Re: UTF-8, OSTA-UDF [why?], Unicode, and miscellaneous gibberish

Teunis Peters (teunis@usa.net)
Mon, 25 Aug 1997 10:45:00 -0600 (MDT)


On Wed, 20 Aug 1997, Peter Holzer wrote:

> Alex Belits wrote:
> >On Wed, 20 Aug 1997, Erik Corry wrote:
> >
> >> Unicode is regularly extended, and is incredibly complete in
> >
> >...by a commitee.
>
> Yes, of course. By who else?

Addendums donated by countries (then reviewed by commitee).

It really wouldn't be so bad if commitees actually worked... This one's
not TOO bad as they go. (remember Ada anyone?)

> >And they don't release free implementation of
> >it or updates to existing ones after that.
>
> This is a problem.

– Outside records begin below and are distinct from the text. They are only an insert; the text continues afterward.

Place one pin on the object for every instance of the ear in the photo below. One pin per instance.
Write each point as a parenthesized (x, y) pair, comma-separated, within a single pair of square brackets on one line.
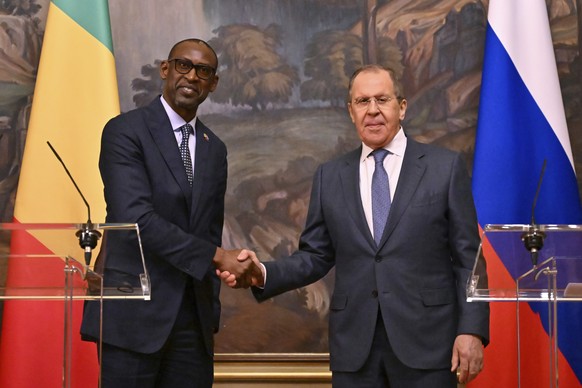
[(164, 67), (403, 106), (214, 83), (349, 105)]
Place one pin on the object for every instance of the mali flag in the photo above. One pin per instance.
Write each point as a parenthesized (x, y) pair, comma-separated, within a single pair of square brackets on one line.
[(75, 95), (522, 123)]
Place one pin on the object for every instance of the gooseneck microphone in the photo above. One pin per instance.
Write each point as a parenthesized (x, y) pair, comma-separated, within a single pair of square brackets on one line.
[(533, 239), (87, 235)]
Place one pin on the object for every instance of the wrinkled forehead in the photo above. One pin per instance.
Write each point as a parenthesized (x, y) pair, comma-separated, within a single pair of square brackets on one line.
[(194, 48), (371, 83)]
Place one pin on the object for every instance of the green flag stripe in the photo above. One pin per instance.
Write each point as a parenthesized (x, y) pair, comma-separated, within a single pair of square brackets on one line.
[(92, 15)]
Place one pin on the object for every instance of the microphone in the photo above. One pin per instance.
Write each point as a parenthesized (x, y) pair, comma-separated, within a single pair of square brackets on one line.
[(87, 235), (533, 239)]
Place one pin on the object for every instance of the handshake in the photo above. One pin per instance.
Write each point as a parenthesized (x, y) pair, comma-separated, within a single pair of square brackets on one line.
[(239, 268)]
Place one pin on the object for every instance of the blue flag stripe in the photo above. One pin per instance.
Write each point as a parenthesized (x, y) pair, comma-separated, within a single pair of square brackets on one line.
[(513, 140)]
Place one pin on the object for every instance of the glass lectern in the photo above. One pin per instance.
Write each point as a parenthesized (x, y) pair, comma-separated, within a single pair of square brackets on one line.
[(51, 262), (550, 272)]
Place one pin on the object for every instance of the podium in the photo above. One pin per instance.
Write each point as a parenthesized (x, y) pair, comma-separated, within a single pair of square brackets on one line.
[(47, 262), (550, 273)]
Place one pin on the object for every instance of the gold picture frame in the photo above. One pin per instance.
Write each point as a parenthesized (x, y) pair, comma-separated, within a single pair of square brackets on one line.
[(274, 369)]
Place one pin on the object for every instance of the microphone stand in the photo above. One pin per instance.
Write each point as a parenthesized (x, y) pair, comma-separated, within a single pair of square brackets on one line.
[(533, 239), (87, 235)]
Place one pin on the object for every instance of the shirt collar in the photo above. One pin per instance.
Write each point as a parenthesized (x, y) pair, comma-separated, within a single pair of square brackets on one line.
[(175, 119), (397, 146)]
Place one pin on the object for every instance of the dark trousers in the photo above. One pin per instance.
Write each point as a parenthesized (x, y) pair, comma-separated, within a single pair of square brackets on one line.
[(182, 362), (384, 369)]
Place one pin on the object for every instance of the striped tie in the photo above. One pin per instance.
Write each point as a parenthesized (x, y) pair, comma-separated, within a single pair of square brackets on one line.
[(185, 151), (380, 194)]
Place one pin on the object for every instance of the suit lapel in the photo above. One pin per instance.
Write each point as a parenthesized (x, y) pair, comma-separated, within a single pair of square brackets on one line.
[(161, 130), (413, 169), (350, 178), (201, 160)]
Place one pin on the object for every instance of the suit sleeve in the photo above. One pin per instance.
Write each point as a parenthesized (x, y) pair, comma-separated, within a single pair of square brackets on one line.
[(314, 258)]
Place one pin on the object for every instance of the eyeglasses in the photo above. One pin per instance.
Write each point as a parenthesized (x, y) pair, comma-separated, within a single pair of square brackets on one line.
[(184, 66), (364, 102)]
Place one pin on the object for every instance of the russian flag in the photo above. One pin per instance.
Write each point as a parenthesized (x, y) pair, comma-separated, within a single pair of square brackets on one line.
[(522, 123)]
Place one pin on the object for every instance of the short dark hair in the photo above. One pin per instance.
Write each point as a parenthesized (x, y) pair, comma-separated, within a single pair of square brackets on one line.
[(193, 40), (398, 87)]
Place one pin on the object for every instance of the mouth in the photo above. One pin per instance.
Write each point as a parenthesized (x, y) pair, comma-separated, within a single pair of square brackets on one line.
[(374, 126)]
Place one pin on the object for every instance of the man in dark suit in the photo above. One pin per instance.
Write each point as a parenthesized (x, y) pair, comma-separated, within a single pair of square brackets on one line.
[(398, 315), (163, 169)]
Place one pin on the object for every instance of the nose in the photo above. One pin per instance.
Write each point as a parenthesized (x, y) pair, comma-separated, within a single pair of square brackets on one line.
[(191, 75), (373, 108)]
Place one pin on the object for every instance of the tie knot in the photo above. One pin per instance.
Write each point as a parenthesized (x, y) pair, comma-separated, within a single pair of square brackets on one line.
[(186, 130), (380, 154)]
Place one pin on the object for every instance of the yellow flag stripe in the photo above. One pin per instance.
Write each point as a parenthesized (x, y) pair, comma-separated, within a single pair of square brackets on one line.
[(75, 95)]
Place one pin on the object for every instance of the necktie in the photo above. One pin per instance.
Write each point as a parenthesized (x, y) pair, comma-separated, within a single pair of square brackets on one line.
[(185, 151), (380, 194)]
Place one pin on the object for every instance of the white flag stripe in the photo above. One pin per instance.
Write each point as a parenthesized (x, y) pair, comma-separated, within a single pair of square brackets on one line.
[(523, 28)]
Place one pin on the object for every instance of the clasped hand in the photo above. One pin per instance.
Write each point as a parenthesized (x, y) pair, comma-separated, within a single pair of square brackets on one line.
[(238, 268)]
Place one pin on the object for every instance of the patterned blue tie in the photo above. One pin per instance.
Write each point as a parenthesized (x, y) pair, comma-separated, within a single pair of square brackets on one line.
[(185, 151), (380, 194)]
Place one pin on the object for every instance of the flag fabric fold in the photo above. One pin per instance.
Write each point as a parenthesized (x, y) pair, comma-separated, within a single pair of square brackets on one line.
[(521, 124), (75, 94)]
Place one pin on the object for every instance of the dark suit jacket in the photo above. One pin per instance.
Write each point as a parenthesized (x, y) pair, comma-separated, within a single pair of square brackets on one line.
[(145, 183), (416, 277)]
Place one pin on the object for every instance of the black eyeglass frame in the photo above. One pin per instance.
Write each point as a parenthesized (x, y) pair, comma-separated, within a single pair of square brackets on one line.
[(198, 68)]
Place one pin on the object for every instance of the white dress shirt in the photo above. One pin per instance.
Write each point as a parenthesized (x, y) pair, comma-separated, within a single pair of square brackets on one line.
[(392, 165), (177, 122)]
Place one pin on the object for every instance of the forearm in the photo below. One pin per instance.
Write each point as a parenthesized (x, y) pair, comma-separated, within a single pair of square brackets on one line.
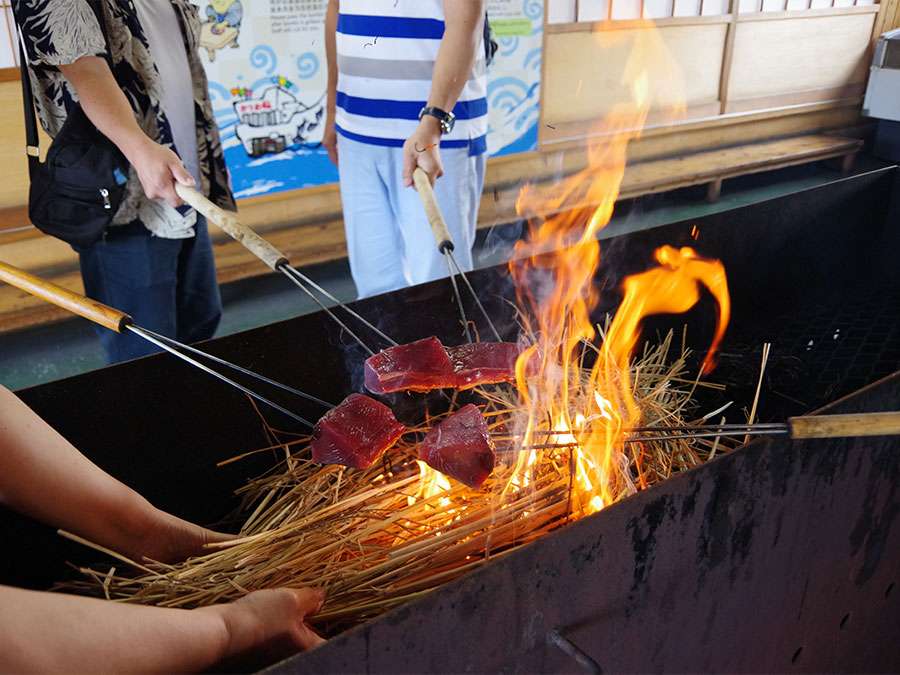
[(106, 106), (45, 477), (331, 17), (53, 632), (463, 24)]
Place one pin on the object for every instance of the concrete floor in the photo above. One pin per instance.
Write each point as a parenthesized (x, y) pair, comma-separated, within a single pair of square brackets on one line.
[(37, 355)]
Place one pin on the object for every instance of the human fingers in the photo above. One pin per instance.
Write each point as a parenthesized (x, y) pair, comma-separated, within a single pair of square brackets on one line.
[(308, 602)]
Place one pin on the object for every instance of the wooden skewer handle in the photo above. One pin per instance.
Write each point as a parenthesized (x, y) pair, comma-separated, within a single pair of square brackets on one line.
[(62, 297), (838, 426), (435, 219), (235, 228)]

And last time I heard the standard was only available
> on paper, which is not the best format for something which consists
> almost completely of tables.

www.unicode.org, yes? Textfiles full of tables. The visual description
AFAIK is only in paper form though.... (I've never seen the paper form -
I can't afford it)

> >> What
> >> more could you want?
> >
> >Japanese and Chinese characters encoding that Japanese and Chinese people
> >use, perhaps?
>
> Unicode does include Japanese and Chines characters. Some may be
> missing, of course, but they can (and should) be added.

If only Unicode supported continuously growing languages....
(Big5 does AFAIK but that's about it)

> >> Linux has already standardised on UTF-8 for the console.
> >
> >(looking at the console...) No, still looks like koi8-r for me... Having
> >the internal support doesn't mean that it's usable enough to make it
> >mandatory everywhere.
>
> Same here. At least on 2.0.30 (haven't any 2.1.x kernel running at the
> moment) the console is straight Latin-1, not UTF-8 (at least pressing
> the "ö" key gives me the single code F6, not C0 B6. And printing C0 B6
> to the console prints "À¶", not "ö". The escape sequences in unicode.txt
> don't switch to Unicode, either.

Funny - they work for me... (but wait a sec - I last used them in 2.1.24,
where they work... I think there's a bug here! - anyone back me up on
this one? [though the console source looks like it works - 2.1.51])

[clean-up and clipping]
>
> >I'm not aware of any development of Unicode-using tools. And unless
> >sh / bash / grep / awk /... will work with UTF-8 as with native characters
> >(that means, variable-length-encoded character is treated as one
> >character, and what I don't think, anyone will make any soon), no one will
> >use it for anything decent.
>
> The good news about UTF-8 is that most things will "just work". The bad
> news is that quite a lot of programs must be fixed to work properly in
> all cases. For example "grep ä foo" will find exactly the lines with one
> or more characters "ä" in it, even though that is represented by two
> bytes. Similarly "grep (ä|ö|ü) foo" will find the lines with "ä" "ö" or
> "ü" in it, but "grep [äöü] foo" will not. It will find a lot of other
> characters, too, unless grep (or rather regex in libc) knows about
> UTF-8. Similarly all programs which count characters (wc, less, vi, ...)
> must be adapted to handle multibyte characters. But this is true for all
> character sets with more than 256 characters.

Hmm.... Personally I'd like to see this implemented... but not everyone
wants it, so a UTF-8 native linux distribution, anyone?

[could be fun and a whole pile of changes... :]

Ciao!
- Teunis